Our client was a security guard at a Nevada facility. Her job required her to manually open and close a heavy entry gate every day. One morning, as she pulled the gate open, she felt a pop in her neck and pain shoot through her shoulders. She reported the injury and filed a workers’ compensation claim.
The insurer denied it.
What She Was Up Against
Denied workers’ compensation claims are more common than most injured workers realize. Insurance companies count on that to discourage people from pushing back.
In this case, the insurer pointed to our client’s pre-existing shoulder injuries as a reason to reject responsibility. The argument was that her pain wasn’t caused by work. It was just her history catching up with her.
That argument was wrong. And we were prepared to prove it.
How We Built the Case
Our client spent years treating on her own, out of pocket, waiting for a system that was supposed to protect her. Throughout that time, our team continued to build her case.
The turning point came when the parties agreed to send our client for an independent medical examination. The IME physician reviewed her medical history, the mechanism of injury, and the conditions she developed after the incident. His conclusion was clear: the way she was injured, the motion, the force, the physical demand of that gate, was consistent with and capable of causing her resulting condition.
Pre-existing injuries don’t eliminate an employer’s responsibility when a workplace incident makes things worse. That’s a core principle of Nevada workers’ compensation law, and it’s one insurers routinely try to obscure.

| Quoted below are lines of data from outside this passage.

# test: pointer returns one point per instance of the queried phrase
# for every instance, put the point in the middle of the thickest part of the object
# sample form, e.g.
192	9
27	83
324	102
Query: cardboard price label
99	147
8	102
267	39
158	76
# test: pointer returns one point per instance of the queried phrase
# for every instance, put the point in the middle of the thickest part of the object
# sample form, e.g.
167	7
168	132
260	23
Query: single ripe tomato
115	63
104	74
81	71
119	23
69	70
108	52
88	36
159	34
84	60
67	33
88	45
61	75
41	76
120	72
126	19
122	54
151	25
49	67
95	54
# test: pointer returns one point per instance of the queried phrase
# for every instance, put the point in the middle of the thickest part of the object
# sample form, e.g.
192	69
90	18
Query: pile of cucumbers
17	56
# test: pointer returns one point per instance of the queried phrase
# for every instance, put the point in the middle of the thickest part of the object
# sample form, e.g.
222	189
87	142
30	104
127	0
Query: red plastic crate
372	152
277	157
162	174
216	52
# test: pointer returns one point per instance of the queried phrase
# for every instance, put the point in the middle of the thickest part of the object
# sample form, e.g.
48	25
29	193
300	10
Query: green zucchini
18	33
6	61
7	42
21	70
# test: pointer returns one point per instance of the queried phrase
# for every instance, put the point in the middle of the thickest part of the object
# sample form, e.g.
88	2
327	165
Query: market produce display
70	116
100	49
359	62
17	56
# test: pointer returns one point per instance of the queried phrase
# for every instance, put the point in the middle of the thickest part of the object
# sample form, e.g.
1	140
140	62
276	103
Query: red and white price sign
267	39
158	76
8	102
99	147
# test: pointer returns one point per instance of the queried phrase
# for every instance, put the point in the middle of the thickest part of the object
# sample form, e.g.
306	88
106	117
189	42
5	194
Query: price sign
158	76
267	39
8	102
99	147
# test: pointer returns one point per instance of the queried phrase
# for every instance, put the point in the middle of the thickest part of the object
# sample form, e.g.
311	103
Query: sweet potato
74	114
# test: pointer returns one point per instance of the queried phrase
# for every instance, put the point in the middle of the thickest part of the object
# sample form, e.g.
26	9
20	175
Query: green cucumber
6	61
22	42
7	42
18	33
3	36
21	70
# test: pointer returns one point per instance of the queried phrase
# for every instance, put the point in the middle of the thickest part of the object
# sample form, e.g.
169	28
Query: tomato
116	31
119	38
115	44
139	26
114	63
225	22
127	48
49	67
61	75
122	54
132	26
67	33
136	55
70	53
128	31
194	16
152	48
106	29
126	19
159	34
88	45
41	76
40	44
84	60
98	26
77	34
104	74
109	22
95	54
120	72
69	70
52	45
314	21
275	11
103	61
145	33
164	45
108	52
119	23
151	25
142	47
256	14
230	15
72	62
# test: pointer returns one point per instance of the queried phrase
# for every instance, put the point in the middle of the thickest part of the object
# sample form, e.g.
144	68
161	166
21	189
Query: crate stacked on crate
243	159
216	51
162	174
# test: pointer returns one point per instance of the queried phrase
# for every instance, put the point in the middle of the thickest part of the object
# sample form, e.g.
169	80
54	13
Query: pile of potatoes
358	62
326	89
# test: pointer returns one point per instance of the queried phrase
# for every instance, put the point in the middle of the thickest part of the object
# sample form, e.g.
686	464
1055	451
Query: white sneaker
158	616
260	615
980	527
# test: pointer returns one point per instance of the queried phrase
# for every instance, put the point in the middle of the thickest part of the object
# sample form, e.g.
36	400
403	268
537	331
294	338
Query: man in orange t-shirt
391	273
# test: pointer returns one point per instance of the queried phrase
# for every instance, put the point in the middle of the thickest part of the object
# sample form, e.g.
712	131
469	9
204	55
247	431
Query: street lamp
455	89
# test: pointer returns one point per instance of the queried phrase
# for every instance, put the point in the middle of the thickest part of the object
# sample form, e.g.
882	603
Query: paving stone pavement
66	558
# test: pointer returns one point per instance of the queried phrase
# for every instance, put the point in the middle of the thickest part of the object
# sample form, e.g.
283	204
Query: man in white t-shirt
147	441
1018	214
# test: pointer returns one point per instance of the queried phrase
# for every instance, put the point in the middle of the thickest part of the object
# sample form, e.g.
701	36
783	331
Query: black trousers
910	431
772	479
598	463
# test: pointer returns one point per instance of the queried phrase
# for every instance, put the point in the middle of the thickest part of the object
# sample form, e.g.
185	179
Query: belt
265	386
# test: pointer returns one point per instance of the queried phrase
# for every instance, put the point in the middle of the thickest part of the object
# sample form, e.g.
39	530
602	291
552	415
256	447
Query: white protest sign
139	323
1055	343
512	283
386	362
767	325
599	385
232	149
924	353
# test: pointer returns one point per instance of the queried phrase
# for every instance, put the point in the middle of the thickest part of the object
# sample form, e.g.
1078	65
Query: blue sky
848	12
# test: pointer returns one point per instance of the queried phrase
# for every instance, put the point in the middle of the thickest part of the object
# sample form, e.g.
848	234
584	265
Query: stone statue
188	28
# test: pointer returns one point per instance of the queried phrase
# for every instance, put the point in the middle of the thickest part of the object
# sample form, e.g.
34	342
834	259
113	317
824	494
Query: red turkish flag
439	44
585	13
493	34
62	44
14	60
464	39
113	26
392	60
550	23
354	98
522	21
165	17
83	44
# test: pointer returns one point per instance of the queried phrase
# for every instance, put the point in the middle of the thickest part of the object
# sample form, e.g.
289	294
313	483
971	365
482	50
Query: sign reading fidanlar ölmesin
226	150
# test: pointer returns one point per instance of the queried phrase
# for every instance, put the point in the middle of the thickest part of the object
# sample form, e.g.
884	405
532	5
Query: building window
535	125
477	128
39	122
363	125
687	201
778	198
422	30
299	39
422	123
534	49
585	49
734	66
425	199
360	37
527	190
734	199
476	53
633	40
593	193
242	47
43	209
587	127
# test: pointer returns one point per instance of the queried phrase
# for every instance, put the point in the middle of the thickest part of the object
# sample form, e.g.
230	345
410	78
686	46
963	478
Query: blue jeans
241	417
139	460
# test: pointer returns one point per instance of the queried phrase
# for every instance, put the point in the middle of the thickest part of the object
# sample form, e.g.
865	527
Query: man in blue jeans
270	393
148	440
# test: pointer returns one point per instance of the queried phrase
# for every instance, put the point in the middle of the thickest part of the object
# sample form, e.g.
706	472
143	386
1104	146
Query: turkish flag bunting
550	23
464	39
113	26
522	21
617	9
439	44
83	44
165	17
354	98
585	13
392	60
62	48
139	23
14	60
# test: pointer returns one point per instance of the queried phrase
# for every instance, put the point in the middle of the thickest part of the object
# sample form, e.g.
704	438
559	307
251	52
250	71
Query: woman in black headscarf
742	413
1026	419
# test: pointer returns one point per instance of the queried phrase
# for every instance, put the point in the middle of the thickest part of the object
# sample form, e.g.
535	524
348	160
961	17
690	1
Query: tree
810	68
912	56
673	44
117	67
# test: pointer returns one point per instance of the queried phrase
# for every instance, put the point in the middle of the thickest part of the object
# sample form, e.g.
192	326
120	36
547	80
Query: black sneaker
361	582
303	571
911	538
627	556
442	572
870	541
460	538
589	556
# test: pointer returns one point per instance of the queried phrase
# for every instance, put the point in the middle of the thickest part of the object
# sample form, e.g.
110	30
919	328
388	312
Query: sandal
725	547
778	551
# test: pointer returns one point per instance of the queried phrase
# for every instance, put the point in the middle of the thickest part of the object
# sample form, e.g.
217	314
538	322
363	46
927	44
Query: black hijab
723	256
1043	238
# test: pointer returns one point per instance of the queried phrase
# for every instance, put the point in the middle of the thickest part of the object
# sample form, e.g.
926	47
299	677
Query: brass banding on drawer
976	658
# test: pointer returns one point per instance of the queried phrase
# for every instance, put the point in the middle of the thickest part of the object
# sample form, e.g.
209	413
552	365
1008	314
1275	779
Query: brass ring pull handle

The IME report changed the equation.
The Outcome
A hearing was scheduled. About an hour before it was set to begin, opposing counsel called.
They were ready to talk.
In that conversation, opposing counsel acknowledged what our client had known from the beginning: this was a workers’ compensation case. No hearing necessary. No drawn-out litigation. The insurer agreed to provide the benefits that had been requested and denied back in 2022.
Two years of waiting. Resolved in a single phone call, backed by two years of preparation.
What This Means
Our client will now receive the medical care and compensation she was entitled to from the start. Benefits she should have had in 2022 will finally begin.
For her, this isn’t just a legal outcome. It’s the ability to get proper treatment, to stop paying out of pocket for injuries that weren’t her fault, and to move forward.
Why It Matters That You Have the Right Team
Cases like this one don’t always resolve the way they should. Insurers have experienced legal teams, and their job is to protect the insurer’s bottom line, not yours.
What made the difference here wasn’t luck. It was a careful, methodical approach: documenting the injury properly, understanding how pre-existing conditions interact with workplace injuries under Nevada law, and knowing exactly when and how to use an independent medical examination to shift the facts of a case.
At Shook & Stone, our workers’ compensation team has handled hundreds of cases where insurers tried to deny or minimize legitimate claims. We know how these defenses are built, and we know how to dismantle them.